Proposta de zoneamento pode permitir instalação de equipamentos públicos em áreas verdes periféricas.

[leia aqui]

A falta de terrenos para a construção de equipamentos públicos da maior importância – creche, escola, posto de saúde – é um problema grave que deve ser fortemente combatido com medidas firmes e criativas por parte do poder público. Ok…

Mas romper a integridade de praças e áreas verdes não deveria fazer parte do rol de soluções criativas… É medida paliativa. Veste-se um santo para desnudar o outro.

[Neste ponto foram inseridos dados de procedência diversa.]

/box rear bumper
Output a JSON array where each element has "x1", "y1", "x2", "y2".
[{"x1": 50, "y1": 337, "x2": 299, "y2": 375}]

Não é tirando área ou desconfigurando um equipamento imprescindível que se solucionará a falta de áreas para outro equipamento também imprescindível. Ou as áreas verdes na periferia são prescindíveis? Além disso, as praças que já possuem estes equipamentos – República, Buenos Aires, Luz, etc – já nos mostram que não é sequer uma solução tão boa assim… ao contrário, é bem questionável.

Talvez soluções firmes e criativas estivessem mais ligadas a
. reaver áreas ocupadas indevidamente, tais como centros de treinamento, clubes e etc.;
. retrabalhar o patrimônio de heranças vacantes, mais abundantes do que se imagina;
. acionar grandes devedores de impostos – IPTU e ISS (como no recente caso da Chácara do Jockey) e negociar estas dívidas por glebas, terrenos ou imóveis;
. trabalhar incessantemente para que o poder público possa usar o seu poder de compra (e venda), compondo um estoque regulador de terra urbana baseado em ativos reais, esta sim uma solução criativa, consistente e definitiva.

Soluções paliativas se eternizam, e, neste caso, além de ser um simples paliativo, a proposta parte do princípio de que, por definição, áreas verdes, de encontro, de lazer, de descontração e de desconcentração urbana, sobretudo em nossa periferia, onde estas fazem tanta falta, são utilizáveis para outros fins, ainda que nobres.

Os movimentos sociais e culturais existentes na periferia de São Paulo, do Hip Hop aos Saraus Literários mostram que foi ali que começou o saudável resgate do espaço público pelo cidadão, movimento que chegou à cidade consolidada mais de dez anos depois de iniciado.

Fico sempre em dúvida aonde os paliativos vão nos levar enquanto cidade e cidadania?
São Paulo não é uma cidade para aspirinas!